A year or two ago, I read about an experimental therapy that on paper, sounded so disgusting, so repulsive, that I had a hard time wondering how anyone in their right mind would even consider it. (And believe me, I immerse myself in the realm of the strange and unusual medical practices. The validity of things like maggots for safe wound debridement and topical honey for diabetic ulcers fascinated me, and -- beyond that -- has been proven in repeated studies.) But then I stepped back, put on my I'm-in-anatomy-lab face -- the one that you have to put on when faced with the reality of being a medical student and being freaked out by a preserved specimen of the human body is simply not an option anymore -- and considered the therapy. Hmm...maybe it could work. Theoretically, it might make sense.
Then I read the studies done with said therapy. And all I can say is that if any drug company could promise a 90%+ success rate with eradicating a disease that is a public health scourge with a single treatment, without any side effects whatsoever, that company could sell off all its other piddly little drug offerings, mark up that one treatment, and exist comfortably till kingdom come.
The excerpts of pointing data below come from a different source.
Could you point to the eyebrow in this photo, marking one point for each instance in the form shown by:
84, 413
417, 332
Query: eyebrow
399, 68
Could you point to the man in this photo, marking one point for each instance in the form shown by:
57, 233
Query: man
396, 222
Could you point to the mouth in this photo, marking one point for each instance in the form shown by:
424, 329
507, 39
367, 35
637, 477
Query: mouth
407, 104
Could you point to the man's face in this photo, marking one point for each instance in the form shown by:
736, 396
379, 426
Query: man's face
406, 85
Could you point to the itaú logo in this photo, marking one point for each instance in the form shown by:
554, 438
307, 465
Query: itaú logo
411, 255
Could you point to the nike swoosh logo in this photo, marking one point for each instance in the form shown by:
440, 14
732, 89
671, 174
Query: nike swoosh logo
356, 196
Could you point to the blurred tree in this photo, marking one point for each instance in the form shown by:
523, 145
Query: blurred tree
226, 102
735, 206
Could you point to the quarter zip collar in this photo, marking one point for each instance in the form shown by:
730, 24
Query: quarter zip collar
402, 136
Because people? There is no such thing in the drug world.
But apparently there is such a thing that...ahem...exists within us all.
One study done with this therapy was discontinued prematurely because the study designers deemed it unethical to deny any of the study subjects this therapy, when it had proven so effective so quickly and uneventfully. Everyone got the therapy, everyone went home happy.
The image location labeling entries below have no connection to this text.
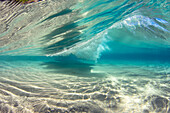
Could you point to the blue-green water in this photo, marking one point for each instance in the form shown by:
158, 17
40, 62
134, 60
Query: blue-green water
92, 56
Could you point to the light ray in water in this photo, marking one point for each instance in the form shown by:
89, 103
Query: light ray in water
90, 56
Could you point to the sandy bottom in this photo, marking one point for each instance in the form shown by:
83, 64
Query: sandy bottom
55, 87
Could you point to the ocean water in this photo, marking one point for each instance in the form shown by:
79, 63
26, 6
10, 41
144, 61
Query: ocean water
85, 56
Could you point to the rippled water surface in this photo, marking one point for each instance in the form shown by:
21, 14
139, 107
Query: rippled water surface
88, 56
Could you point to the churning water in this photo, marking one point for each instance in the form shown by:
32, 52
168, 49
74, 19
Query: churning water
85, 56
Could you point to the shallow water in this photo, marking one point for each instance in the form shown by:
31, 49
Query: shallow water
85, 56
So at the hospital today, while I was visiting said relative (who, it must be said, looked exhausted and in rather bad shape), the supervising gastroenterologist walked in. So I got to ask him about the possibility of...yep...all together now...fecal transplantation.
He had to tell me that if I had asked him 2 weeks ago, he would have heartily agreed. As it is now, the FDA has put a stop on all fecal transplants unless a doctor really wants to go through a mind-numbing set of bureaucratic hoops, tons of paperwork, and waiting a minimum of 30 days to be approved. In which time a patient for whom antibiotics aren't working, could possibly suffer an infection to the colon and instead need to get a colectomy. (Sorry...told ya this could get tough in here.)
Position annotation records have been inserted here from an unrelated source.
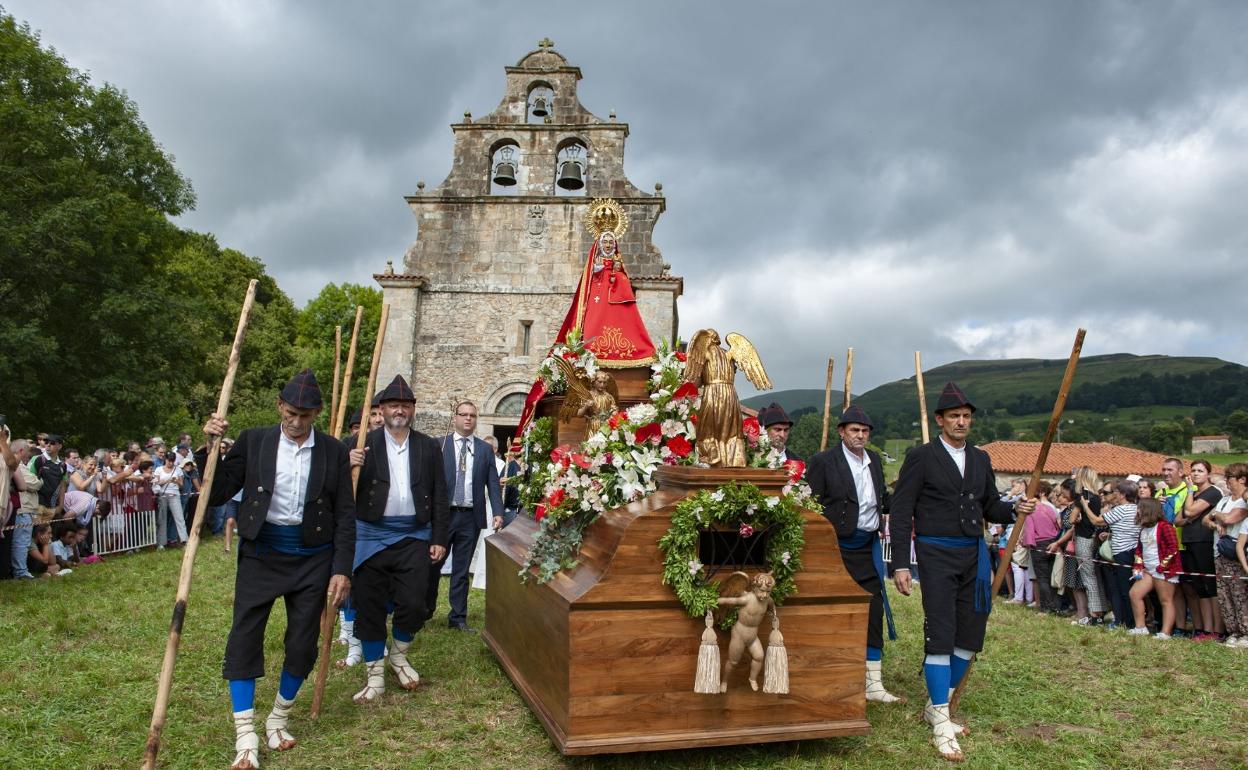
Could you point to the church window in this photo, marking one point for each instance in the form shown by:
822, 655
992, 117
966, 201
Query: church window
504, 167
511, 406
541, 104
572, 164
I'm still not sure why the FDA is preventing this sort of treatment right now. Legal stuff? Trying to establish a standardized protocol? I understand the need for that. But in a case like this, you don't stand on the cliff and wait to get your wings right before you fly. You jump off the cliff and build your wings on the way down. Because in the latter case, you're saving lives and helping others to become dramatically better with a single treatment. And in the former, you're basically being unethical, to put it rather euphemistically.
So now we sit and wait and hope and pray that yet another round of antibiotics -- probably months' worth -- could somehow get this flare-up under control. (Me myself, I doubt it. If a month-plus of vancomycin and Flagyl didn't eradicate it entirely last time, when this poor woman was a bit younger and a bit healthier, why would it work this time?)